Dua dekade lalu, Nurul Islam, 70, mencari nafkah dengan memancing di Sungai Buriganga yang mengalir di barat daya ibu kota Bangladesh, Dhaka, dan pernah menjadi garis hidupnya.
Sekarang, dengan hampir tidak ada ikan yang ditemukan di sungai “mati”, berkat polusi dari pembuangan limbah industri dan manusia yang meluas, Islam menjual makanan jalanan dari gerobak kecil di dekatnya untuk memenuhi kebutuhan.
“Dua puluh tahun lalu air sungai ini bagus. Itu penuh dengan kehidupan,” kata Islam, yang keluarganya telah tinggal di tepi sungai selama beberapa generasi.
“Kami biasa mandi di sungai. Ada banyak ikan… banyak dari kami dulu mencari nafkah dengan menangkap ikan di sungai. Sekarang skenario telah berubah.”
Buriganga, atau “Gangga Tua”, sangat tercemar sehingga airnya tampak hitam pekat – kecuali selama musim hujan – dan mengeluarkan bau busuk sepanjang tahun.
Negara Asia Selatan berpenduduk hampir 170 juta jiwa, dengan sekitar 23 juta jiwa tinggal di Dhaka, memiliki sekitar 220 sungai kecil dan besar, dan sebagian besar penduduknya bergantung pada sungai untuk mata pencaharian dan transportasi.
Kehancuran daerah seperti Buriganga menjadi fokus yang lebih besar menjelang Hari Bumi, ketika orang-orang di seluruh dunia merayakan dan bergerak untuk mendukung perlindungan lingkungan.
Bangladesh adalah pengekspor garmen terbesar kedua di dunia setelah China, tetapi warga dan aktivis lingkungan mengatakan bahwa industri yang berkembang pesat juga merupakan kontributor utama degradasi ekologis sungai.
Limbah yang tidak diolah, produk sampingan dari cat kain dan limbah kimia lainnya dari pabrik dan pabrik terdekat mengalir setiap hari. Sampah plastik dan plastik yang menumpuk di dasar sungai membuat pendangkalan dan menyebabkan pergeseran arah.
“Mereka yang mandi di sungai ini sering menderita luka bakar di kulitnya,” kata Siddique Hawlader, 45 tahun, seorang tukang perahu yang tinggal di perahunya di sungai itu.
“Terkadang mata kita terasa gatal dan perih,” tambahnya.
Pada tahun 1995, Bangladesh mewajibkan semua unit industri untuk menggunakan pabrik pengolahan air limbah untuk menjaga polusi dari sungainya, tetapi industri sering mengabaikan aturan tersebut.
Sementara pemerintah secara teratur memeriksa untuk memastikan peraturan dipatuhi, mereka kekurangan staf untuk pemantauan “sepanjang waktu”, kata pejabat lingkungan Mohammad Masud Hasan Patwari.

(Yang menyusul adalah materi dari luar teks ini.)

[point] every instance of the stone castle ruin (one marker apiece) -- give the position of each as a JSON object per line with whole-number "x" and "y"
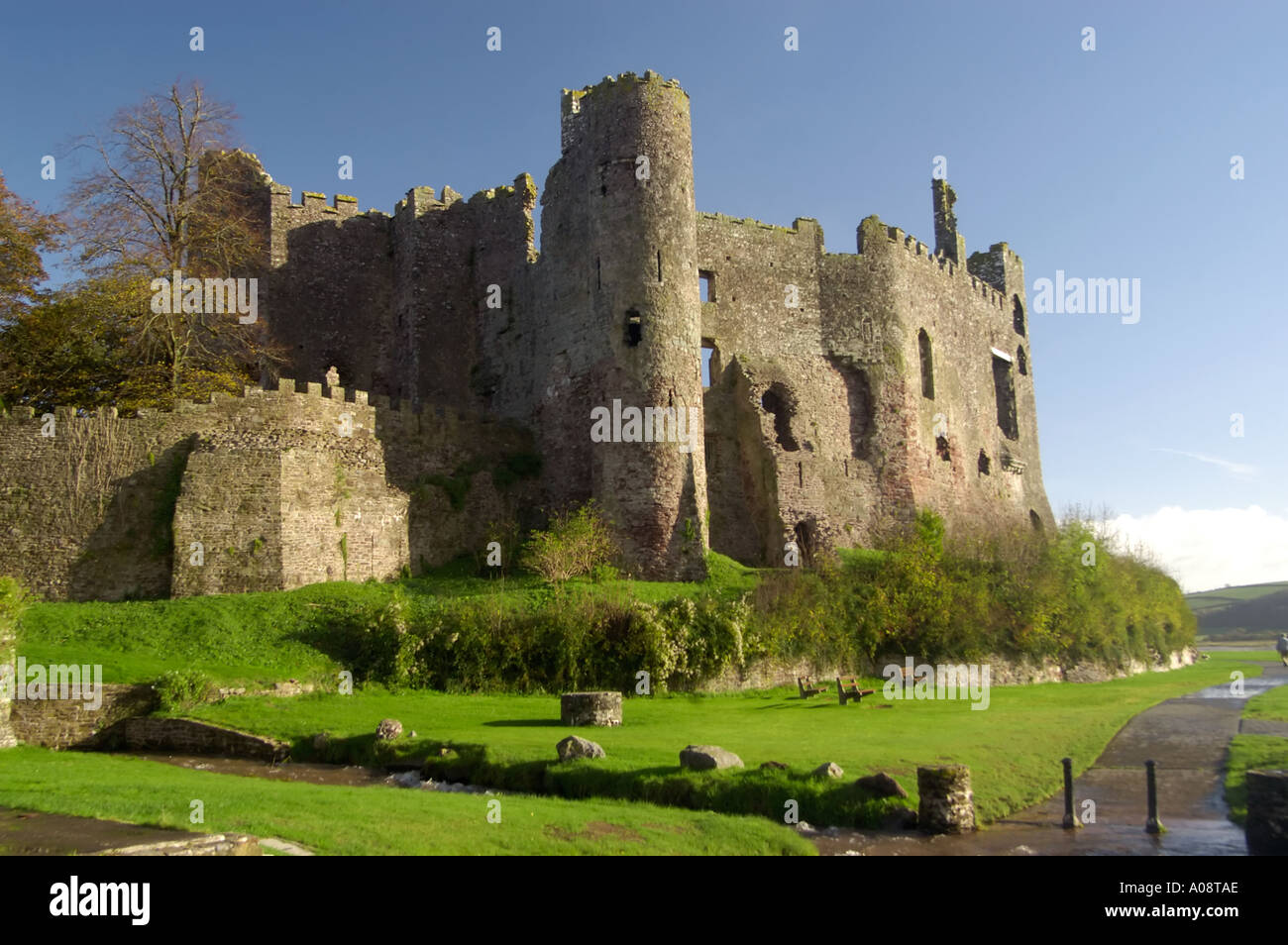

Asosiasi Produsen dan Eksportir Garmen Bangladesh (BGMEA) mengatakan semua pabrik tekstil memiliki instalasi pengolahan air limbah untuk air limbah.
“Itu wajib dan tidak ada cara untuk melewatkan aturan karena harus memastikan kepatuhan dengan standar internasional,” kata Shahidullah Azim, salah satu pejabatnya.
Polusi di air sungai selama musim kemarau jauh di atas standar, survei terbaru oleh Pusat Penelitian Sungai dan Delta menunjukkan, yang mengidentifikasi limbah industri sebagai penyebab utama.
“Sungai Buriganga yang dulunya segar dan perkasa sekarang hampir mati karena pembuangan limbah industri dan manusia yang merajalela,” kata Sharif Jamil dari kelompok lingkungan Bangladesh Poribesh Andolon.
“Tidak ada ikan atau biota air di sungai ini saat musim kemarau. Kami menyebutnya kematian biologis.”